Portées par le succès de Marie Blachère, les chaînes de boulangeries artisanales prolifèrent. Installation en périphérie, mise en scène théâtrale, baguettes toujours chaudes et croustillantes, promotions alléchantes : toutes les enseignes – ou presque – appliquent les mêmes recettes. En près de 20 ans, le succès du pionnier Marie Blachère a entraîné nombre d’entreprises dans son sillage. Qui sont ces concurrents et à quel point menacent-ils l’actuelle hégémonie du leader ?
Marie Blachère : pionnier et leader des chaînes de boulangeries artisanales
Créé en 2004, Marie Blachère est le leader incontesté des chaînes de boulangeries artisanales. Son succès est tel que ses pratiques, comme la promotion 3+1 sur les baguettes, sont devenues des standards incontournables pour les nouveaux entrants. Outre un concept parfaitement ficelé, Marie Blachère a compris que, sur ce marché ultra-frais et ultra-local du pain, le maillage du territoire est clé. Et en quinze ans, l’enseigne a construit un réseau dense qui lui permet de toucher les clients partout en France. Forte de 700 boulangeries, Marie Blachère s’est ainsi donné une très confortable avance sur ses concurrents. Mais en seconde ligne, les n°2 et n°3 sont au coude à coude.

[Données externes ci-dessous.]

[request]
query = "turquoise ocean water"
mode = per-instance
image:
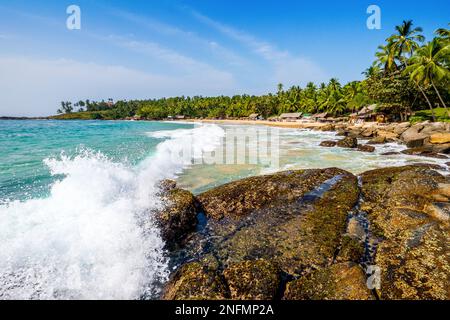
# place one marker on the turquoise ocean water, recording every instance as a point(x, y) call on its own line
point(76, 198)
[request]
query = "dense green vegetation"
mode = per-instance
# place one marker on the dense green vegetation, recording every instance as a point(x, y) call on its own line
point(408, 74)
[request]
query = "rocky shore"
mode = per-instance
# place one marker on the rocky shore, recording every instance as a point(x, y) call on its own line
point(423, 139)
point(312, 234)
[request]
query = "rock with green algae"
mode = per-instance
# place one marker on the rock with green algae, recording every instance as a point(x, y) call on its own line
point(352, 249)
point(240, 198)
point(348, 142)
point(196, 281)
point(414, 255)
point(253, 280)
point(343, 281)
point(179, 216)
point(298, 229)
point(290, 222)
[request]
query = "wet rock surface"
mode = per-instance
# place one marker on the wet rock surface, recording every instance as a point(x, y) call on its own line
point(328, 144)
point(366, 148)
point(344, 281)
point(414, 255)
point(311, 234)
point(179, 216)
point(348, 142)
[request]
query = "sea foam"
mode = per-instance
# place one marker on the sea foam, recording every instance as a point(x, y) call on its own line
point(93, 237)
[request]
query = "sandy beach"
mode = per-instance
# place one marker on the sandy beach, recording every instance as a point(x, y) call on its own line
point(295, 125)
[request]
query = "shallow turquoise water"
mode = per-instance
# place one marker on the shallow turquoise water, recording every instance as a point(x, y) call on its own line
point(25, 144)
point(76, 197)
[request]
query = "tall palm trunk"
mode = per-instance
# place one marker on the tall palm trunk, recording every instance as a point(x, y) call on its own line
point(440, 98)
point(428, 101)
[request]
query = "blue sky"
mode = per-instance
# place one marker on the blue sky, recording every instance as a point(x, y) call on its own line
point(150, 49)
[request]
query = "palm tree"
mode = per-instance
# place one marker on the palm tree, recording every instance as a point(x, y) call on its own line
point(405, 40)
point(443, 33)
point(372, 71)
point(386, 59)
point(280, 88)
point(428, 65)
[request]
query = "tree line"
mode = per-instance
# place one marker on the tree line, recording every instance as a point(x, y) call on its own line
point(408, 74)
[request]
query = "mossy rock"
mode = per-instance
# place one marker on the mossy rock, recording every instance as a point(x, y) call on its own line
point(179, 216)
point(348, 142)
point(238, 199)
point(195, 281)
point(351, 249)
point(414, 255)
point(343, 281)
point(298, 231)
point(253, 280)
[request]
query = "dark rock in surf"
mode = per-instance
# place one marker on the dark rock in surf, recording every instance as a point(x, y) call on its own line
point(328, 144)
point(253, 280)
point(343, 281)
point(293, 219)
point(366, 148)
point(179, 216)
point(414, 254)
point(348, 142)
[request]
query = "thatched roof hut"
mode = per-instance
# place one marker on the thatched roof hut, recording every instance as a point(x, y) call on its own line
point(254, 116)
point(320, 116)
point(291, 116)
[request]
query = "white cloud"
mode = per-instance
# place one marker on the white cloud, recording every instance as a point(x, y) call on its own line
point(287, 68)
point(228, 56)
point(35, 87)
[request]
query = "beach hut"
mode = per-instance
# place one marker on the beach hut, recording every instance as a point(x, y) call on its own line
point(291, 116)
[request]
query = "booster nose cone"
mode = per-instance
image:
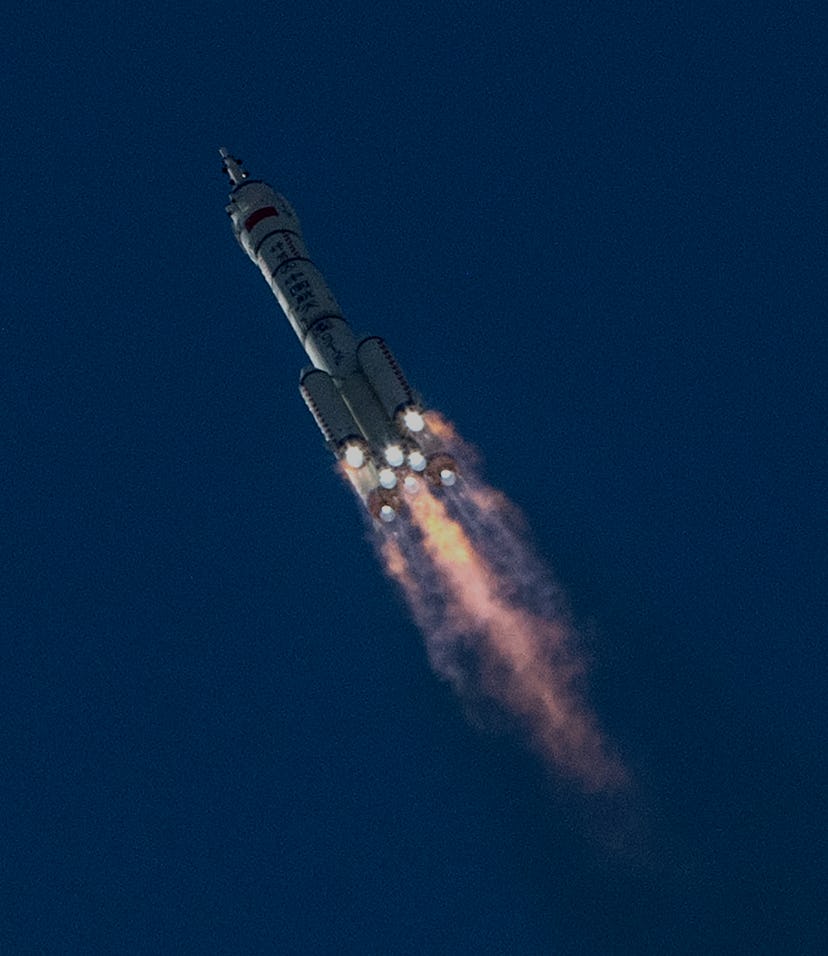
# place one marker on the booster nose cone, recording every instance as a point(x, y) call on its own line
point(233, 167)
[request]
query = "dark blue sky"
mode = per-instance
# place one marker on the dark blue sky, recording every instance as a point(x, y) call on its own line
point(591, 235)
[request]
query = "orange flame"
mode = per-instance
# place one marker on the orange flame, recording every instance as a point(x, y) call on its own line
point(527, 663)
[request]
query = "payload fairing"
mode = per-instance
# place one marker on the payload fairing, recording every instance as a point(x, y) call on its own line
point(371, 418)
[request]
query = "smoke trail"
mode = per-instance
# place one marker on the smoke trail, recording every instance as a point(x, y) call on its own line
point(495, 623)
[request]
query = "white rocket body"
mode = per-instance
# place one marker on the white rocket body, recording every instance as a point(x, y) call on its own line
point(356, 391)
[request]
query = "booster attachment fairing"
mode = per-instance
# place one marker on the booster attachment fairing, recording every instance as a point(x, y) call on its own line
point(370, 416)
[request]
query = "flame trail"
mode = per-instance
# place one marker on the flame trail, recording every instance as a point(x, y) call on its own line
point(495, 623)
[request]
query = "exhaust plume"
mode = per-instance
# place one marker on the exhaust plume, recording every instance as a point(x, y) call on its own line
point(495, 623)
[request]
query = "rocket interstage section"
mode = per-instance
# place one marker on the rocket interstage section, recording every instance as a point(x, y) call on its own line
point(371, 418)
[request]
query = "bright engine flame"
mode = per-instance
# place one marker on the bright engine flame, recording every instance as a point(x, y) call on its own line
point(494, 621)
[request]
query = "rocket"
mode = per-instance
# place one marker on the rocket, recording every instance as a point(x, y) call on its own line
point(371, 418)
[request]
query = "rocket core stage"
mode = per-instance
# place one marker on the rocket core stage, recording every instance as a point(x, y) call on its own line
point(371, 418)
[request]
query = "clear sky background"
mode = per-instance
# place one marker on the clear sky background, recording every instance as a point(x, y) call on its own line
point(592, 235)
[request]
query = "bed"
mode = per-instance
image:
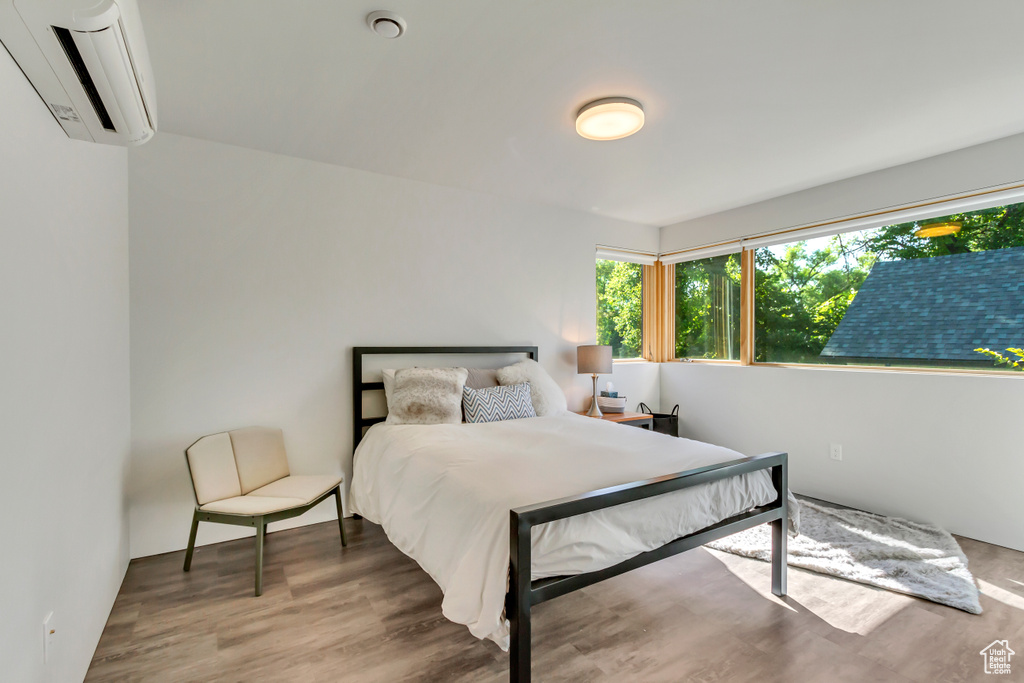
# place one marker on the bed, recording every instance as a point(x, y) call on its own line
point(505, 515)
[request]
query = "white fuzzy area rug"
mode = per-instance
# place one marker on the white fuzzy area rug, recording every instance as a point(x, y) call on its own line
point(887, 552)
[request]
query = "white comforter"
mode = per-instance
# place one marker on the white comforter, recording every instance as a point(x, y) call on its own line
point(442, 494)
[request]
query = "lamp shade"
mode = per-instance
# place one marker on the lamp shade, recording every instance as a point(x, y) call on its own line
point(594, 359)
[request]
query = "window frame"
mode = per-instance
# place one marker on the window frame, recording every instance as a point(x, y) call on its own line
point(662, 309)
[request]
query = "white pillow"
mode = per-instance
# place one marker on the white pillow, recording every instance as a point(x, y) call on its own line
point(545, 393)
point(427, 396)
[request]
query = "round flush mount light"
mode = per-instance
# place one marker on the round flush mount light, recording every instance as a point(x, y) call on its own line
point(385, 24)
point(938, 229)
point(609, 119)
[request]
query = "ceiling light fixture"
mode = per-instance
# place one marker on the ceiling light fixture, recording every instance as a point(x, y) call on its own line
point(609, 119)
point(385, 24)
point(938, 229)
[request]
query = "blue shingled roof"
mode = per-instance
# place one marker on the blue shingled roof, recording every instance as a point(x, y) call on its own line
point(939, 308)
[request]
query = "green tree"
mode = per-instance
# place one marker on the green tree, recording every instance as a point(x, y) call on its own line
point(708, 308)
point(620, 307)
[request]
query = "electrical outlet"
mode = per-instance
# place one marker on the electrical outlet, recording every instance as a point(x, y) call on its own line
point(49, 637)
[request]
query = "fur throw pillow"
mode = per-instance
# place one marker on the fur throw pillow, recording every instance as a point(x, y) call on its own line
point(545, 393)
point(427, 396)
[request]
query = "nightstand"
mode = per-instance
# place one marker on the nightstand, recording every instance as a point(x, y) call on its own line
point(642, 420)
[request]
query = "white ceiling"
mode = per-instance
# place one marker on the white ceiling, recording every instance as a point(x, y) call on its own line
point(745, 99)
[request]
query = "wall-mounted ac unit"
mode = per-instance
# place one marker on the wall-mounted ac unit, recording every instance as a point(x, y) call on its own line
point(87, 59)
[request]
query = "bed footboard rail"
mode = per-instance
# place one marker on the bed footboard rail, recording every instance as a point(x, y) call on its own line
point(523, 592)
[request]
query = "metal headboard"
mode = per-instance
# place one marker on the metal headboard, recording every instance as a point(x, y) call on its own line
point(358, 386)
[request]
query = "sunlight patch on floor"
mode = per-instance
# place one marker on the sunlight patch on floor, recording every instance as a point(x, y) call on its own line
point(842, 604)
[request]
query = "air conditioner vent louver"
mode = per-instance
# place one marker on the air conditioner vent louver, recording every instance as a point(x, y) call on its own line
point(88, 60)
point(71, 49)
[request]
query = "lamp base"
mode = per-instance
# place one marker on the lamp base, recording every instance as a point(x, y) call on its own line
point(595, 411)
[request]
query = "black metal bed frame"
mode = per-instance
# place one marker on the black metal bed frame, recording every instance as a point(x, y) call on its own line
point(523, 592)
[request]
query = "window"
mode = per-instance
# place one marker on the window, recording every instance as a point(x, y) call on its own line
point(707, 308)
point(620, 307)
point(932, 292)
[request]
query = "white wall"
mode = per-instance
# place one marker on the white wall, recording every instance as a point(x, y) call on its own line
point(253, 274)
point(64, 385)
point(946, 450)
point(939, 447)
point(994, 163)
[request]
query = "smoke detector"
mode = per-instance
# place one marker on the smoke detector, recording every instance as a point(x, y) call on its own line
point(385, 24)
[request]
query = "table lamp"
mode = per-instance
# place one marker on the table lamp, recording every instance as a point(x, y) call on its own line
point(594, 359)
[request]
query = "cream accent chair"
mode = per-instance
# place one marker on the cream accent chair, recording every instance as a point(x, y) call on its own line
point(242, 477)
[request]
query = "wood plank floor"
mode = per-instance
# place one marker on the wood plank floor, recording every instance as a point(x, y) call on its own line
point(367, 613)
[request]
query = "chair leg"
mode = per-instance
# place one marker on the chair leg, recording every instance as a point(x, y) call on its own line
point(192, 541)
point(260, 534)
point(341, 515)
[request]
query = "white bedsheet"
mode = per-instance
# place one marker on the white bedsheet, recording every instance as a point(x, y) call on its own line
point(442, 494)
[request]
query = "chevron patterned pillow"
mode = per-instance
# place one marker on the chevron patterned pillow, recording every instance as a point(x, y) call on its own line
point(501, 402)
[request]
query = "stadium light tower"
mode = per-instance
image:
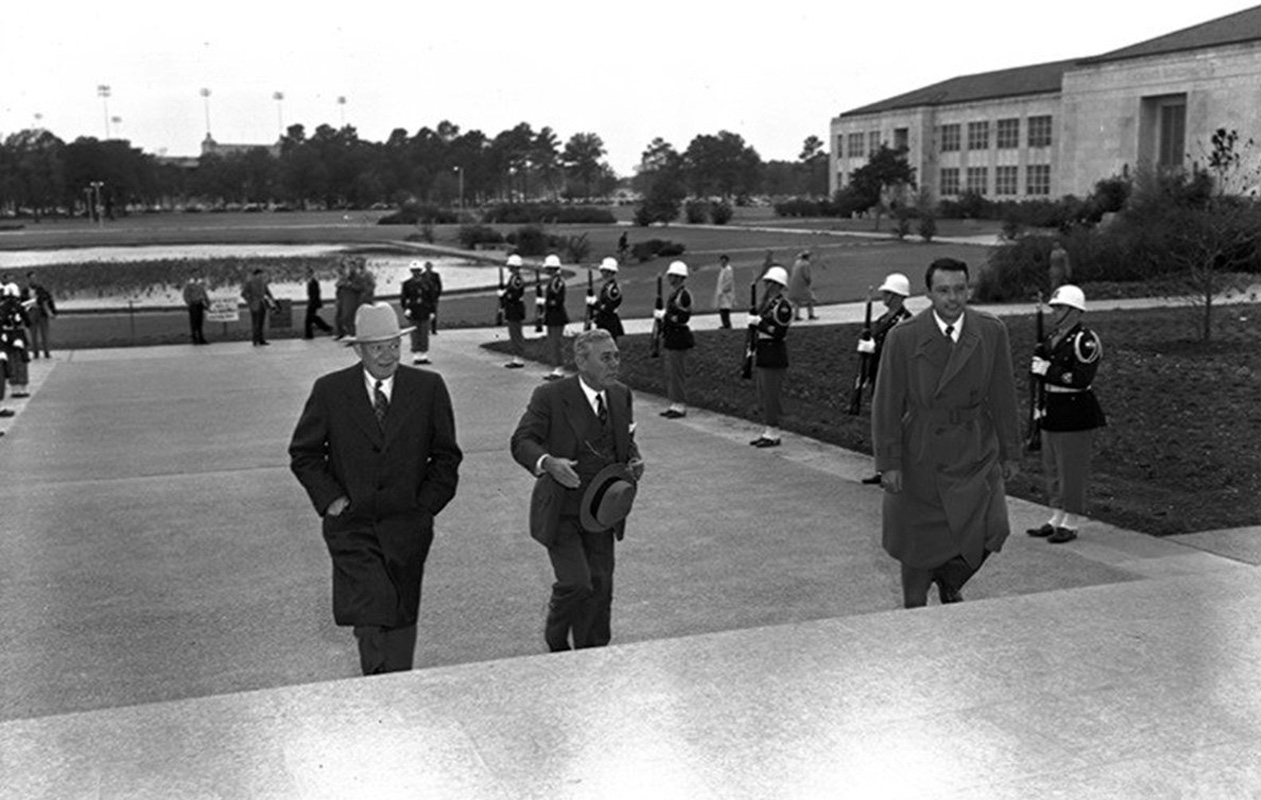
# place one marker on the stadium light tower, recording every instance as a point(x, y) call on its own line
point(280, 111)
point(102, 91)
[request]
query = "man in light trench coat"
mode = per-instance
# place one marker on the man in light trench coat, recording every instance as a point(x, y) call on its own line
point(946, 434)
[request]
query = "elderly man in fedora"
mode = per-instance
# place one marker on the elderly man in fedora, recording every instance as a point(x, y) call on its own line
point(375, 448)
point(576, 438)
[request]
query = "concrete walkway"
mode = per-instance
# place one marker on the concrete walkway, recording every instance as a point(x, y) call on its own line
point(168, 634)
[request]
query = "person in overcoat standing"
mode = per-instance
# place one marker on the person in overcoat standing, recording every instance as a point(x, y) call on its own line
point(375, 448)
point(946, 433)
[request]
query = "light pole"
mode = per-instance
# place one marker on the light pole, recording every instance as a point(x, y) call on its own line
point(280, 114)
point(102, 91)
point(206, 100)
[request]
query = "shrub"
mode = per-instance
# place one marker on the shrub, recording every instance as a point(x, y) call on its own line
point(721, 212)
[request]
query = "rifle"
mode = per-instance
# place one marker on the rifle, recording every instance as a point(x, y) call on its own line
point(864, 374)
point(539, 303)
point(1037, 390)
point(750, 340)
point(590, 299)
point(655, 351)
point(498, 309)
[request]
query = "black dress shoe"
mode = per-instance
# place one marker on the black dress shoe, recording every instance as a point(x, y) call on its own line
point(1062, 535)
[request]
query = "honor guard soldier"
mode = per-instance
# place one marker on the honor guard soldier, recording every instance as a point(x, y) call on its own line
point(512, 299)
point(771, 353)
point(604, 312)
point(555, 317)
point(1066, 364)
point(893, 293)
point(676, 340)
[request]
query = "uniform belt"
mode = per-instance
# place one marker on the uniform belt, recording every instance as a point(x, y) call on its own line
point(1064, 390)
point(951, 417)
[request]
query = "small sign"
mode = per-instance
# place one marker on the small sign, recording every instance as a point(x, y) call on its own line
point(223, 311)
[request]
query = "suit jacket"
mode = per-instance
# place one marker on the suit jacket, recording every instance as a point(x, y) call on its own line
point(396, 481)
point(551, 425)
point(946, 417)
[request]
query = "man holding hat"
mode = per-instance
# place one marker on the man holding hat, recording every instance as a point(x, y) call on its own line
point(415, 298)
point(576, 438)
point(604, 313)
point(771, 353)
point(512, 297)
point(555, 317)
point(1066, 364)
point(676, 340)
point(375, 448)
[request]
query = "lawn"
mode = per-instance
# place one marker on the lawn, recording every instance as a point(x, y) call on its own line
point(1179, 453)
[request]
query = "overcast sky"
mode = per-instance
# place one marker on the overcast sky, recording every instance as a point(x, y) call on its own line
point(773, 72)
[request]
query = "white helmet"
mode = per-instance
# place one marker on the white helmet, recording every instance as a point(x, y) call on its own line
point(1069, 295)
point(897, 283)
point(777, 274)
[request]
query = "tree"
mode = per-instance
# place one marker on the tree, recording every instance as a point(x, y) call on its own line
point(882, 181)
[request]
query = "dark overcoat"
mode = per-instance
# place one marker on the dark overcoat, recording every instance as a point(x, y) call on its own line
point(946, 417)
point(396, 480)
point(552, 425)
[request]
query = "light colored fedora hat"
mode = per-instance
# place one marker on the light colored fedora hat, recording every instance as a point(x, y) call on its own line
point(376, 322)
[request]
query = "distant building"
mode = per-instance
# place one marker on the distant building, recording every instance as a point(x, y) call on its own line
point(1058, 128)
point(213, 148)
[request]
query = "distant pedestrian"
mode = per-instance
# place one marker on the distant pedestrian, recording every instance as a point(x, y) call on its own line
point(801, 285)
point(555, 317)
point(724, 290)
point(513, 299)
point(1066, 362)
point(42, 309)
point(198, 302)
point(676, 340)
point(314, 302)
point(257, 298)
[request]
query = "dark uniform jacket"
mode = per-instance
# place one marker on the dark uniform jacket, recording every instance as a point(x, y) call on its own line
point(604, 313)
point(675, 333)
point(513, 298)
point(554, 303)
point(1069, 404)
point(396, 481)
point(772, 351)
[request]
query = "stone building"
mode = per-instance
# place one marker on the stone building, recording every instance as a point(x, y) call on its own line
point(1058, 128)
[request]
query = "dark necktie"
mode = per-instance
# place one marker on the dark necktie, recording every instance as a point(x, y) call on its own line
point(380, 404)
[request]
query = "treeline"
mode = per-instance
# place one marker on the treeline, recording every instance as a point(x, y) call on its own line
point(42, 174)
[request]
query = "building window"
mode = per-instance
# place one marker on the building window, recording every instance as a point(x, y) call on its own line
point(1173, 134)
point(979, 179)
point(1009, 134)
point(855, 149)
point(1006, 181)
point(1039, 131)
point(979, 135)
point(1038, 177)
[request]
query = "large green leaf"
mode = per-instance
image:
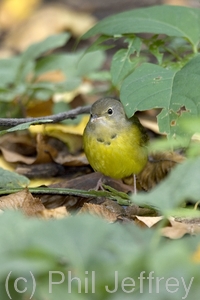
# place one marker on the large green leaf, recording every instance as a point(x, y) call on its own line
point(24, 126)
point(74, 247)
point(50, 43)
point(71, 64)
point(122, 64)
point(151, 86)
point(170, 20)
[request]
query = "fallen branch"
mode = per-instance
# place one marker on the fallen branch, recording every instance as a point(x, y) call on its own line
point(71, 114)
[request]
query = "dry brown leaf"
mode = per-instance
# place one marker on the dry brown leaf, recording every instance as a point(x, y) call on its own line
point(98, 210)
point(56, 213)
point(179, 229)
point(157, 168)
point(49, 20)
point(32, 206)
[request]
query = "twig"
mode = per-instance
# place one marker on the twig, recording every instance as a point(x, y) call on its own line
point(9, 122)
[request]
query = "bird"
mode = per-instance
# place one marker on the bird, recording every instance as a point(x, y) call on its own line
point(114, 144)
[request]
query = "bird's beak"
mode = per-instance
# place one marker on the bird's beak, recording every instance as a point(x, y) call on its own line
point(96, 118)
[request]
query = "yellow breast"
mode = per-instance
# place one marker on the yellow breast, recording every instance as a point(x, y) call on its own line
point(118, 154)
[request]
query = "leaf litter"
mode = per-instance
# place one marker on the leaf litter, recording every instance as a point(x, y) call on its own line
point(55, 151)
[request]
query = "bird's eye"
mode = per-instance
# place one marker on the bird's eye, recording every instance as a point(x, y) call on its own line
point(110, 111)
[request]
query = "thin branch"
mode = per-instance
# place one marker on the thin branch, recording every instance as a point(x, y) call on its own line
point(71, 114)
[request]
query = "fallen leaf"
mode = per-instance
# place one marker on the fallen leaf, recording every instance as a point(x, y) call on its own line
point(56, 213)
point(98, 210)
point(149, 221)
point(179, 229)
point(157, 168)
point(196, 255)
point(13, 201)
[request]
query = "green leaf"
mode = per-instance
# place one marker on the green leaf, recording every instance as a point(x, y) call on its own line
point(170, 20)
point(122, 64)
point(181, 185)
point(149, 86)
point(98, 44)
point(8, 70)
point(177, 92)
point(24, 126)
point(12, 180)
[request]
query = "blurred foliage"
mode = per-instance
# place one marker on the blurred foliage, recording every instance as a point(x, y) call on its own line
point(159, 69)
point(21, 79)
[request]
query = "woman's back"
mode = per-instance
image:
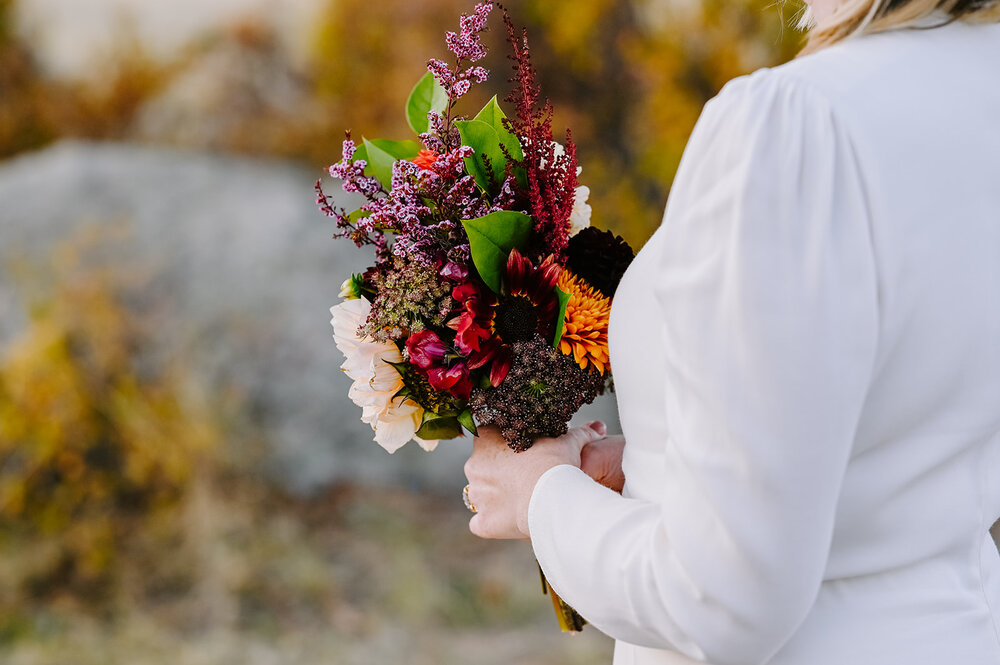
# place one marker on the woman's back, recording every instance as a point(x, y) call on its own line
point(807, 358)
point(911, 560)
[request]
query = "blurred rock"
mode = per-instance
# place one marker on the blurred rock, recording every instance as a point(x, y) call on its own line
point(244, 265)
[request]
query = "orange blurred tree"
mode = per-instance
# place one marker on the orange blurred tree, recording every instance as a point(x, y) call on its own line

Ange : le n°2 des chaînes de boulangeries mise sur Internet
Parti à l’assaut du marché en 2008, Ange est le n°2 des chaînes de boulangerie en France. Si l’enseigne compte 3 fois moins de points de vente que Marie Blachère, le réseau est amené à grandir à vitesse grand V. Pour la seule année 2023 l’enseigne vise 35 nouvelles ouvertures et prépare son arrivée en plein cœur de Paris prévue pour septembre. En parallèle, Ange mise avec succès sur sa présence en ligne pour accroître sa notoriété : ses pages Facebook et Instagram comptent quasiment autant d’abonnés que le leader et l’enseigne avait été la première à proposer une application mobile pour faciliter les commandes en ligne.
Boulangerie Louise : une stratégie d’implantation ultraconcentrée
Le n°3 du marché est également le plus récent du trio de tête. La chaîne de boulangeries Louise a été créée en 2010 et compte déjà plus de 130 points de vente. Mais quand Ange répartit ses points de vente sur l’ensemble du territoire, en concurrence frontale avec Marie Blachère, Louise adopte une stratégie très différente. Née à Roncq dans le Nord, l’enseigne s’est développée autour de son point d’origine et progresse peu à peu vers le sud. Une progression qui va très certainement s’accélérer. Seule chaîne des 3 à avoir été créée par un acteur de la boulangerie industrielle (le groupe Menissez), l’enseigne a été rachetée fin 2022 par le groupe TERACT (Xavier Niel, Mathieu Pigasse). Ambition affichée ? Faire de Louise un leader de la boulangerie artisanale. Les concurrents n’ont qu’à bien se tenir.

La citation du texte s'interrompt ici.